Pour accueillir cette main-d'œuvre exceptionnelle, deux villages d'accueil furent construits : l'un à Belleville, l'autre directement près du lac. Cette infrastructure temporaire permettait une autonomie complète, indispensable dans un environnement où aucune route carrossable n'existait. Saviez-vous que ce chantier servit également d'alibi aux résistants sous l'impulsion du commandant Bulle ?

L'expérience unique qui vous attend aujourd'hui

Un lac artificiel aux dimensions impressionnantes

Le réservoir de 49,2 millions de m³ transforme complètement le paysage original du Beaufortain. Cette réserve d'eau alimentée par les eaux glaciaires du Tré la Tête via 13 kilomètres de galeries souterraines offre un spectacle saisissant avec ses teintes laiteuses caractéristiques de la "farine glaciaire".

Un patrimoine industriel préservé

Contrairement aux grands ouvrages hydrauliques de plaine, la Girotte conserve son caractère sauvage et authentique. L'accès restreint préserve ce site exceptionnel du tourisme de masse, offrant aux visiteurs une expérience confidentielle au cœur des Alpes.

Accès et conseils d'expert pour votre découverte

Planifiez votre visite selon les saisons

L'accès direct en voiture reste impossible l'hiver. Privilégiez la période estivale en partant du parking des Contamines-Hauteluce pour une randonnée de 2h30. La route carrossable, réservée aux exploitants agricoles, rend ce site encore plus préservé que des destinations comme le lac artificiel de Vouglans.

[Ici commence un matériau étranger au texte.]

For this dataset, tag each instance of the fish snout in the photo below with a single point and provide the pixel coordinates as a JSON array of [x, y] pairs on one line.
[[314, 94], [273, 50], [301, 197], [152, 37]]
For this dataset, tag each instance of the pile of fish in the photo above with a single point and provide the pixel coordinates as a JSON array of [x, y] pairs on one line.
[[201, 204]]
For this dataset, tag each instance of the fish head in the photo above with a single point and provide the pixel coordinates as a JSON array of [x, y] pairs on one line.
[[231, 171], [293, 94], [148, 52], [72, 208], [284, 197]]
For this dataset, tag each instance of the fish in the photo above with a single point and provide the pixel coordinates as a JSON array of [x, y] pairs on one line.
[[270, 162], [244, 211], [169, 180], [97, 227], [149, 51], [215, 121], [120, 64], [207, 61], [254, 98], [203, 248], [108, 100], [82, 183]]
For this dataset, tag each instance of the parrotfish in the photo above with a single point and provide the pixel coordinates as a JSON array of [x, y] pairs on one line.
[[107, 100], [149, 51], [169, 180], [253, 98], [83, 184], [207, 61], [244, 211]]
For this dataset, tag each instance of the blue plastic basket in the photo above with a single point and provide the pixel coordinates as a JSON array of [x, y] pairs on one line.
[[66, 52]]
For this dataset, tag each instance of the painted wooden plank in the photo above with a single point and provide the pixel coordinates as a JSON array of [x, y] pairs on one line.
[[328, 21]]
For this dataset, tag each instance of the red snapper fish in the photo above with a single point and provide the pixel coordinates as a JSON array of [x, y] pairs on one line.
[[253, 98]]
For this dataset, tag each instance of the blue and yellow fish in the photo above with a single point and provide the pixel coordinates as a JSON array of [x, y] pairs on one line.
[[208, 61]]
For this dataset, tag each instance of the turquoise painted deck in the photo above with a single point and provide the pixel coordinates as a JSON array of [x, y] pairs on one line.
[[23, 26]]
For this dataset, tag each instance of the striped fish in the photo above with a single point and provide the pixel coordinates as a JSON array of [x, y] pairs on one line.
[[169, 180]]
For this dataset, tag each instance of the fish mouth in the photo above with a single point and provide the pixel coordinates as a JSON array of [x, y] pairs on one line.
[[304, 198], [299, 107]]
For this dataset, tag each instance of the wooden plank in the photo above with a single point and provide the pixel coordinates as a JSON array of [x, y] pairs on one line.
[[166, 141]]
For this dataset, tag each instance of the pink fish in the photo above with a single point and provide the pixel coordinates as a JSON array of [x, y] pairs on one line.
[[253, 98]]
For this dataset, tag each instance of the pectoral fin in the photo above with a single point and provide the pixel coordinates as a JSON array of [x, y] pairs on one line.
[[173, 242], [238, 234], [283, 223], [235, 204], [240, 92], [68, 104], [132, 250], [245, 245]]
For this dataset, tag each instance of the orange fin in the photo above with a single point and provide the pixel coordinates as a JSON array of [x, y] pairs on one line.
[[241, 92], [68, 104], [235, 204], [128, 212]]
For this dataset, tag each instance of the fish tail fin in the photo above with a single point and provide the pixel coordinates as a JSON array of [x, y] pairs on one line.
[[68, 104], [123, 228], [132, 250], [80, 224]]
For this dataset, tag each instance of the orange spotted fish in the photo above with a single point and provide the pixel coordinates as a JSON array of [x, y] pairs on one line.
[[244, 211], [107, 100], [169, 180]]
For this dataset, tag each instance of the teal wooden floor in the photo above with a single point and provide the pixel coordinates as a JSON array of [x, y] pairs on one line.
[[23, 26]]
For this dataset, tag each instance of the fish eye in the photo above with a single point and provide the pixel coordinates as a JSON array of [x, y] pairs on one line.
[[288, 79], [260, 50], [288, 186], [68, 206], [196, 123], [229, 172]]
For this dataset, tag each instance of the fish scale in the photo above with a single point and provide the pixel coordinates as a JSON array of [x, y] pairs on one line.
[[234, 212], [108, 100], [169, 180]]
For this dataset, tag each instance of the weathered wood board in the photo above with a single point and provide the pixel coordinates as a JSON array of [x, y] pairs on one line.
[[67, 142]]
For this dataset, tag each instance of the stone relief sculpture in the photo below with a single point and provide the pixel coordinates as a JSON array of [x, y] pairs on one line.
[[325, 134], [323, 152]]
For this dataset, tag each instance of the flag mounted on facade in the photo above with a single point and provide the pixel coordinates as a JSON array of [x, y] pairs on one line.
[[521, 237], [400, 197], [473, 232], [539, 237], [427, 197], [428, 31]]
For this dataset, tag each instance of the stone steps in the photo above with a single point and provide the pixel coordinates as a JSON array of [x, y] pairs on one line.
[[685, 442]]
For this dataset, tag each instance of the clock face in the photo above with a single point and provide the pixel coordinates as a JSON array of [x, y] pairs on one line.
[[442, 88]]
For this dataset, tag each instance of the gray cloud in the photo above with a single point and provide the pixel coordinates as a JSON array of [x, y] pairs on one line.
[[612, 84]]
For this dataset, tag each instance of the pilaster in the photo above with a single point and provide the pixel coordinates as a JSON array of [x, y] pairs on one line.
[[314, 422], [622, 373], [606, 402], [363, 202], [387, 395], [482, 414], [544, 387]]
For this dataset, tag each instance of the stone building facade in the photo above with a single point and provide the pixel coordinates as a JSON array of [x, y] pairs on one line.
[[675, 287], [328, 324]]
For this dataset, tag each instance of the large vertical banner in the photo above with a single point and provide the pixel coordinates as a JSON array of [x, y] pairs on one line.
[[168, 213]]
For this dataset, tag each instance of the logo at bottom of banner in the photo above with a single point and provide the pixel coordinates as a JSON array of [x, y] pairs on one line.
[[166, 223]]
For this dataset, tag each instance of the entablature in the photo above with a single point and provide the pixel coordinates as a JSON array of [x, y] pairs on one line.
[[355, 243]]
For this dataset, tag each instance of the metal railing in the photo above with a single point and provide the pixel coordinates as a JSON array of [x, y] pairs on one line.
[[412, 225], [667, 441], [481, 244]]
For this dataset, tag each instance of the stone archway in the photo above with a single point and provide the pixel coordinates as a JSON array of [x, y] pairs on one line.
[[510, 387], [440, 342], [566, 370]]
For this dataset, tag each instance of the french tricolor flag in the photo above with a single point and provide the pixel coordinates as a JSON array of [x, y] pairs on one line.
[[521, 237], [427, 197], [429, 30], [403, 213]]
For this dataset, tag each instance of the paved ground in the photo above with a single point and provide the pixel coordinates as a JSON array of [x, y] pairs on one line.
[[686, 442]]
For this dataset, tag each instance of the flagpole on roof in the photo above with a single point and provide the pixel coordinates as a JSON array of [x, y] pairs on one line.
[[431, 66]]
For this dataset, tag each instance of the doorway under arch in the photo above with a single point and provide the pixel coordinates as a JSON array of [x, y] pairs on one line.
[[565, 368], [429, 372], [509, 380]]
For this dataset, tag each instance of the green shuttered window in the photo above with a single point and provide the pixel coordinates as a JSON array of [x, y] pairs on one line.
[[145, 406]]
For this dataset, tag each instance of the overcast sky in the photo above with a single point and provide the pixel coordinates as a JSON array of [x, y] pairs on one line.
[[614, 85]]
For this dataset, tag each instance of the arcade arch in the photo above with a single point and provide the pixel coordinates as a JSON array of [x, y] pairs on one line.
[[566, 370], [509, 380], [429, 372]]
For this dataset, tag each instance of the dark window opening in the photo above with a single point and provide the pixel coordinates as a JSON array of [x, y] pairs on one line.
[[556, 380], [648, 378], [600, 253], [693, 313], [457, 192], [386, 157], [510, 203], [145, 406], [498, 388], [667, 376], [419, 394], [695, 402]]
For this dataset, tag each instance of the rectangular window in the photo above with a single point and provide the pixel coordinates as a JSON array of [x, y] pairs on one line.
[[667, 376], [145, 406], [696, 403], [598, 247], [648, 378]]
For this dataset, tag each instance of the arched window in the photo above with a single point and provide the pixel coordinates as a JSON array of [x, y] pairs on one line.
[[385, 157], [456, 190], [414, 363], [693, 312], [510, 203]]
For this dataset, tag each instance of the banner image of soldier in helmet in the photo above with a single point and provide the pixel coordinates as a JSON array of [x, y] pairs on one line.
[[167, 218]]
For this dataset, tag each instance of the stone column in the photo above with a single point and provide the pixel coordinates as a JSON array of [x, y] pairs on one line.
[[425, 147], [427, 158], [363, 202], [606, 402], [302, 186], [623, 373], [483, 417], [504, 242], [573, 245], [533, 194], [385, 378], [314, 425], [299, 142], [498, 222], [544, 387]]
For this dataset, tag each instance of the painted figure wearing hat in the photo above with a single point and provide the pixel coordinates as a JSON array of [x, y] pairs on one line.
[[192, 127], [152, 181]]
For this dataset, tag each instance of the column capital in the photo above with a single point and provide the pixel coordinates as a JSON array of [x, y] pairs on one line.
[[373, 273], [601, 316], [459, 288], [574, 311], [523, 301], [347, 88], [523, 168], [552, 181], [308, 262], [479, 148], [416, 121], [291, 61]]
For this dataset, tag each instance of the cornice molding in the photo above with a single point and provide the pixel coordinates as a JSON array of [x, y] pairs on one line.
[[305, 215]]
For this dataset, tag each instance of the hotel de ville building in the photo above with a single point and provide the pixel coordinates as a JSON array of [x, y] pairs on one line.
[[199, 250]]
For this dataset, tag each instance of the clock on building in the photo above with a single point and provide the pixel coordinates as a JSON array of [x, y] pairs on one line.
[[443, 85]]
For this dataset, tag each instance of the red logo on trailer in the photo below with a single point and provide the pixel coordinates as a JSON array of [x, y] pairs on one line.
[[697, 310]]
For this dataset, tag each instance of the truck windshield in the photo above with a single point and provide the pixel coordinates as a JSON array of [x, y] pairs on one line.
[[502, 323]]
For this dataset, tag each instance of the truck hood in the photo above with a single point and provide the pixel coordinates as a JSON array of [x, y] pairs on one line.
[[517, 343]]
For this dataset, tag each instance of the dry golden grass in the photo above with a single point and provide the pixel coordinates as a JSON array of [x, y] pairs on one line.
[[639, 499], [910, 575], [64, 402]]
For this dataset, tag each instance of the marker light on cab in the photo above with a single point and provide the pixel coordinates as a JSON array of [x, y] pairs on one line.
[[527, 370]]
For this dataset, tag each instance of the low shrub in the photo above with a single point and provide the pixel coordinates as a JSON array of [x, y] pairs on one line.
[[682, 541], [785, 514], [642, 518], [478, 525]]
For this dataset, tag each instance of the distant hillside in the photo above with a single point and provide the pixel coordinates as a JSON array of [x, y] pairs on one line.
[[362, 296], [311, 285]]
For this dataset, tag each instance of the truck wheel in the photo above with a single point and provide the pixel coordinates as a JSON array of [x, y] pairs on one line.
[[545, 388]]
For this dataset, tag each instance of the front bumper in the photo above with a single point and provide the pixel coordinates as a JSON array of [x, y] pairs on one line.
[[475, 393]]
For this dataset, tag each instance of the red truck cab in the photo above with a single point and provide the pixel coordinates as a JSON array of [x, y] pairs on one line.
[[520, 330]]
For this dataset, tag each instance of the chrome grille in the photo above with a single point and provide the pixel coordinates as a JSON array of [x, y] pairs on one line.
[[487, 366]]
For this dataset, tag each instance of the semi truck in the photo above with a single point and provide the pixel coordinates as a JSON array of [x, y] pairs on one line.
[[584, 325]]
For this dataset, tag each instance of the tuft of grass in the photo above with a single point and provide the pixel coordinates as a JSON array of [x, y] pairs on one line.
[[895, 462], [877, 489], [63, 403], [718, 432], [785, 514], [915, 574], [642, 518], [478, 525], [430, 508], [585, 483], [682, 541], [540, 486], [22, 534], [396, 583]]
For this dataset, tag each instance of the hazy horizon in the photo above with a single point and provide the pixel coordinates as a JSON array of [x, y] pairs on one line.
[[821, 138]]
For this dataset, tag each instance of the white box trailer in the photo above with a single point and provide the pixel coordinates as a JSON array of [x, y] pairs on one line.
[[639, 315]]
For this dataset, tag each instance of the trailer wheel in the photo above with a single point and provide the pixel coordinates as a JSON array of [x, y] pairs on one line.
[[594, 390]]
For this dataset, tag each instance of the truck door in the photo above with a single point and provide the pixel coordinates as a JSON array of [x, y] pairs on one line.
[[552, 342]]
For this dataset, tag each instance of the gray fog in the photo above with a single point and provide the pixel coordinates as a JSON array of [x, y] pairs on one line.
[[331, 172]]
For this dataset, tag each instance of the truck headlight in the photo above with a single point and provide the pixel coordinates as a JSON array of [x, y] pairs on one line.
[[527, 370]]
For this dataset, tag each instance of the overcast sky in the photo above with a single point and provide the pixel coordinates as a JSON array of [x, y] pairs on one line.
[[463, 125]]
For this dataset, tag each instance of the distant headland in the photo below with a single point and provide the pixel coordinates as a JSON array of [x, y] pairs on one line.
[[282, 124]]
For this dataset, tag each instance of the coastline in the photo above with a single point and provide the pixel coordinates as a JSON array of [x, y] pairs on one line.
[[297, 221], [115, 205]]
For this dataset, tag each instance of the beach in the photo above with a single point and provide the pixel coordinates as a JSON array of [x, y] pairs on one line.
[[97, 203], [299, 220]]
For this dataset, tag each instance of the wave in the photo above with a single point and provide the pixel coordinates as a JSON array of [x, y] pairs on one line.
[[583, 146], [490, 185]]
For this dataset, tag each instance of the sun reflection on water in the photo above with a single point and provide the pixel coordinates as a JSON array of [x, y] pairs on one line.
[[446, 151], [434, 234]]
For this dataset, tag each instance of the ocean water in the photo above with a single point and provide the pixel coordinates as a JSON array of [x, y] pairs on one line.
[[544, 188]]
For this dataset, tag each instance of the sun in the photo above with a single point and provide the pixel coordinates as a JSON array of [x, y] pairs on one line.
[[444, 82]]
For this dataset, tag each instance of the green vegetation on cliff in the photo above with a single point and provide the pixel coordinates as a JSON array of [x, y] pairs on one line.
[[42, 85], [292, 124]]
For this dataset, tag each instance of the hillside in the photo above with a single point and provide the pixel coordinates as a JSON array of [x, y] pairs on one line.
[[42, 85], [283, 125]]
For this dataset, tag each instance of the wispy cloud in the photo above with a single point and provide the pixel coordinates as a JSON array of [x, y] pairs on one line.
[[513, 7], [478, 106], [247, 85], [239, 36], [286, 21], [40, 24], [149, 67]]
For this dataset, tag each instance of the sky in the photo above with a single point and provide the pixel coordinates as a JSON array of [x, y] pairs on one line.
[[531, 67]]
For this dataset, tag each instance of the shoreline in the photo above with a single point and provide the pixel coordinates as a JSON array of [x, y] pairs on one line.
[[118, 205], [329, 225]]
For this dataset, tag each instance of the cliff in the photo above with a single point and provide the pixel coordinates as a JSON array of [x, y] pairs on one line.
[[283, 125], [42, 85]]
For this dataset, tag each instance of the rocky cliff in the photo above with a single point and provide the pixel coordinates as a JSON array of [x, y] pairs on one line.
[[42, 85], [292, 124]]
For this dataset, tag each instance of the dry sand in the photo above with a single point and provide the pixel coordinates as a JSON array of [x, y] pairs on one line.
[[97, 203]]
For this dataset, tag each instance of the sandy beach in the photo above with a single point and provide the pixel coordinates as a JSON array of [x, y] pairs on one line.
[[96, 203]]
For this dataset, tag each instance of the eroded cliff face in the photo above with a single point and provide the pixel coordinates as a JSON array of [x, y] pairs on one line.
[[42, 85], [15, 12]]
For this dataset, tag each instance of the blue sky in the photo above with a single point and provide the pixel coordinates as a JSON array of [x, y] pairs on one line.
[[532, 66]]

L'approche respectueuse du site

Cette infrastructure historique mérite une approche respectueuse de son environnement alpin. La pêche y est autorisée et réglementée, offrant une activité complémentaire à la découverte architecturale. Contrairement aux ouvrages militaires de l'entre-deux-guerres, la Girotte conjugue parfaitement fonction hydraulique et intégration paysagère.

Note de terrain : Lors de ma dernière visite en septembre, j'ai été frappé par la puissance architecturale de ce barrage qui semble défier la gravité alpestre. Les traces des téléphériques de construction restent visibles pour l'œil averti, témoignages émouvants de ce chantier d'exception.

Questions fréquentes sur le barrage de la Girotte

Peut-on visiter l'intérieur du barrage ?

Les visites guidées de l'ouvrage ne sont pas systématiquement organisées. Renseignez-vous auprès d'EDF Hydro Alpes pour connaître les créneaux exceptionnels d'ouverture au public.

Quelle est la meilleure période pour photographier le site ?

Les mois de juillet à septembre offrent les meilleures conditions d'accès et de luminosité. Les contrastes entre le béton et les sommets enneigés sont particulièrement saisissants en fin d'été.

Le lac est-il praticable pour les activités nautiques ?

Seule la pêche est autorisée sur ce plan d'eau d'altitude. Les activités nautiques motorisées sont interdites pour préserver cet écosystème alpin fragile.

Ce barrage de la Girotte incarne l'excellence française de l'ingénierie alpine, alliant prouesse technique et respect environnemental. Dans un contexte où l'authenticité montagnarde se raréfie, cette destination offre une plongée authentique dans l'histoire industrielle des Alpes, loin des circuits touristiques conventionnels.